Differential ROS-Mediated Phosphorylation of Drp1 in Mitochondrial Fragmentation Induced by Distinct Cell Death Conditions in Cerebellar Granule Neurons.

Carolina Cid-Castro,Julio Morán,Stefano Falone

doi:10.1155/2021/8832863

Abstract

Reactive oxygen species (ROS) production has been associated with neuronal death. ROS are also involved in mitochondrial fission, which is mediated by Dynamin-related protein 1 (Drp1). The regulation of mitochondrial fragmentation mediated by Drp1 and its relationship to mitochondrial ROS (mtROS) in neuronal death have not been completely clarified. The aim of this study is to evaluate the role of mtROS in cell death and their involvement in the activation of Drp1 and mitochondrial fission in a model of cell death of cultured cerebellar granule neurons (CGN). Neuronal death of CGN induced by potassium deprivation (K5) and staurosporine (ST) triggers mitochondrial ROS production and mitochondrial fragmentation. K5 condition evoked an increase of Drp1 phosphorylation at Ser616, but ST treatment led to a decrease of Drp1 phosphorylation. Moreover, the death of CGN induced by both K5 and ST was markedly reduced in the presence of MitoTEMPO; however, mitochondrial morphology was not recovered.

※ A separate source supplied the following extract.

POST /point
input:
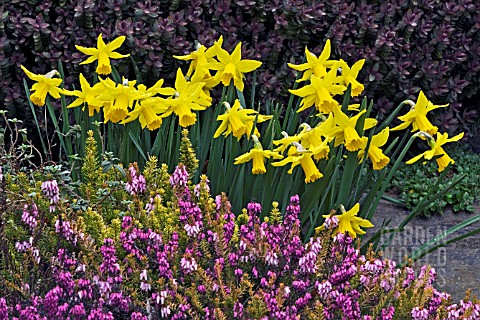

Here, we show that the mitochondria are the initial source of ROS involved in the neuronal death of CGN and that mitochondrial fragmentation is a common event in cell death; however, this process is not mediated by Drp1 phosphorylation at Ser616.

Highlights

Neuronal apoptotic death can be identified by multiple biochemical features [1,2,3] that involves the activation of several signaling pathways [3,4,5,6]
In order to clarify the role of potassium deprivation in the process of mitochondrial fission, we evaluated the activation of Dynamin-related protein 1 (Drp1) measured as Drp1 phosphorylation at Ser616
Since mitochondrial ROS (mtROS) mediated the phosphorylation of Drp1 (Ser616) induced by potassium deprivation, we examined whether MitoTEMPO affected the observed effect of K5 on mitochondrial morphology; we did not observe any effect of MitoTEMPO on the decrease in mitochondrial length induced by K5 at 24 h (Figure 6(a))

Summary

Introduction

Neuronal apoptotic death can be identified by multiple biochemical features [1,2,3] that involves the activation of several signaling pathways [3,4,5,6]. The high levels of ROS observed during neuronal death have been associated with morphological changes of mitochondria [18, 19]. These alterations have been linked to a process known as mitochondrial dynamics that refers to a highly coordinated event responsible for the fusion and fission of the mitochondria [20,21,22,23]. This process is orchestrated by a family of GTPases called mitofusin 1 (Mfn1), mitofusin 2 (Mfn2), and optic atrophy 1 (Opa1) that are responsible for the fusion of the inner mitochondrial membranes. An impairment in the expression or function of these proteins has been associated with pathologies of the nervous system such as Parkinson’s disease, autosomal dominant optic atrophy, Charcot-Marie-Tooth disease, Leigh syndrome, and amyotrophic lateral sclerosis, among others [29,30,31,32,33]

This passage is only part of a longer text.